Posts: 2160; Member since: May 10, 2010

well Honeycomb definitely works within it's parameters very well but what i think Google could learn here is that Google's multimedia services aren't really a strong and attractive force like Apple's iTunes or Amazon's services. they're not cooked right into the core of the Android OS like iTunes is with iOS and Amazon's services are in the Kindle Fire. i think you guys saw the Fire today and saw an OS that seamlessly became a hub for movies, books and music and that's what Google needs to do. now Google just has the Google Books app and the Google Videos app that both work in hand with an update to the Android Market. Google Music is very nice but i don't use it because it's not integrated into my phone as my default music player, there's conflicts and there's conflicts all over the place in Android. the new Market looks like you dove into a Windows Phone 7 device, Google Books looks old and out of the times and it doesn't look anything like it's sibling Videos app which looks similar to the new Market. Google needs a face for the multimedia experience on their devices, it needs to be seemless and beautiful. i like Honeycomb's ghosty, minimalistic, neon look with lots of lines everywhere so i think they should update everything like that and make a Music Store and advertise the hell out of them! then they can market the hardware a little better.

10. bossmt_2

Posts: 459; Member since: Oct 13, 2009

Honeycomb is a great OS, people who're calling it buggy or crappy haven't honestly used it at all lately.

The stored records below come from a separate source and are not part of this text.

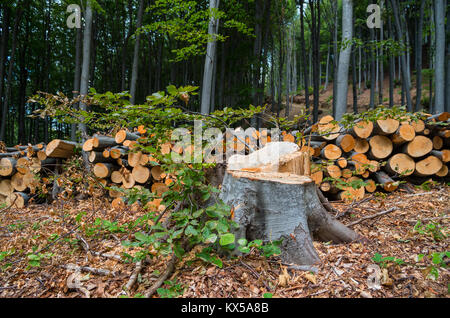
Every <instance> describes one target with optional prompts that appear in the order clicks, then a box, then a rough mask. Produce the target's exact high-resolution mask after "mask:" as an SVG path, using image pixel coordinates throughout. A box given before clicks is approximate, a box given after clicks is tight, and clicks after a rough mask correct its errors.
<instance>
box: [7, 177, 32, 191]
mask: <svg viewBox="0 0 450 318" xmlns="http://www.w3.org/2000/svg"><path fill="white" fill-rule="evenodd" d="M27 181H28V180H27V178H25V175H24V174H22V173H20V172H16V173H15V174H14V175H13V176H12V177H11V185H12V187H13V188H14V190H15V191H19V192H22V191H25V190H26V189H27V188H28V182H27Z"/></svg>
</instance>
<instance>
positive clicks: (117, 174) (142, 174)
mask: <svg viewBox="0 0 450 318" xmlns="http://www.w3.org/2000/svg"><path fill="white" fill-rule="evenodd" d="M146 133H147V131H146V129H144V128H143V127H139V128H138V129H136V130H135V131H134V132H129V131H126V130H124V129H122V130H119V131H118V132H117V133H116V134H115V135H114V136H104V135H99V134H96V135H94V136H93V137H92V138H90V139H88V140H86V142H85V143H84V144H83V151H85V152H87V153H88V160H89V163H90V164H91V165H92V171H93V173H94V175H95V176H96V177H97V178H98V181H99V182H100V183H102V184H103V185H104V186H105V187H107V188H108V189H109V196H110V197H112V198H113V199H114V200H113V202H112V204H113V207H115V208H119V207H121V206H123V204H124V200H125V199H124V198H123V193H122V192H120V191H114V190H113V189H112V188H113V187H118V188H122V189H133V188H139V187H146V188H148V189H151V191H152V192H153V193H155V194H156V195H157V196H159V197H161V196H162V194H163V193H165V192H166V191H168V190H169V185H170V184H172V183H173V182H174V180H175V176H172V175H169V174H167V173H165V172H164V171H163V170H162V169H161V166H160V164H159V162H158V160H157V159H155V158H154V157H153V156H152V155H151V154H149V153H144V152H143V151H141V150H139V147H138V144H139V142H140V141H142V140H144V138H145V136H146ZM172 148H173V145H172V144H171V143H167V144H163V145H162V146H161V150H160V151H161V153H162V154H168V153H170V152H171V151H172ZM161 201H162V200H161V199H157V200H154V201H152V202H151V203H150V205H152V208H155V209H163V208H164V207H163V206H161V204H160V203H161Z"/></svg>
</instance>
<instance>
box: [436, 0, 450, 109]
mask: <svg viewBox="0 0 450 318" xmlns="http://www.w3.org/2000/svg"><path fill="white" fill-rule="evenodd" d="M444 1H445V0H436V1H435V17H436V63H435V67H434V74H435V75H434V76H435V81H436V91H435V96H434V103H435V106H434V112H435V113H441V112H443V111H444V110H445V6H444ZM445 2H446V1H445ZM447 23H450V22H447Z"/></svg>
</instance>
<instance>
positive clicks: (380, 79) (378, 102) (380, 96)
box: [378, 0, 384, 105]
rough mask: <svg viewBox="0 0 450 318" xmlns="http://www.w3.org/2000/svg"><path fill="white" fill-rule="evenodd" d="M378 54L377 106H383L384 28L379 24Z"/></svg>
mask: <svg viewBox="0 0 450 318" xmlns="http://www.w3.org/2000/svg"><path fill="white" fill-rule="evenodd" d="M380 4H381V5H380V7H381V12H383V9H384V8H383V6H384V0H381V2H380ZM380 41H381V45H380V54H379V77H378V80H379V84H378V104H379V105H383V82H384V52H383V41H384V27H383V23H381V27H380Z"/></svg>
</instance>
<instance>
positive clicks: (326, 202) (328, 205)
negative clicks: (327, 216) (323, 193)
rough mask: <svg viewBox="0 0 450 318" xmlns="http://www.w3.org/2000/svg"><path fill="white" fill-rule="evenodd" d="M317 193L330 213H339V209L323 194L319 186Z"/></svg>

THey need more App support but that is bound to come.

13. taco50

Posts: 5506; Member since: Oct 08, 2009

I've used it. I have a Xoom for a work tablet. It's still buggy.

17. doubler86

Posts: 320; Member since: Jan 26, 2011

If you really do have a Xoom, this is how you find out all the tablet apps you've been missing. 1) Go to Android Market 2) Go to the search 3) Type Tablet 4) See the 14000 to 15000 tablet apps depending on the tablet manufactor

32. taco50

Posts: 5506; Member since: Oct 08, 2009

I agree no educated consumer would go with an android tablet at this point. iOS 5 will put a bigger gap between the two.

* Some comments have been hidden, because they don't meet the discussions rules.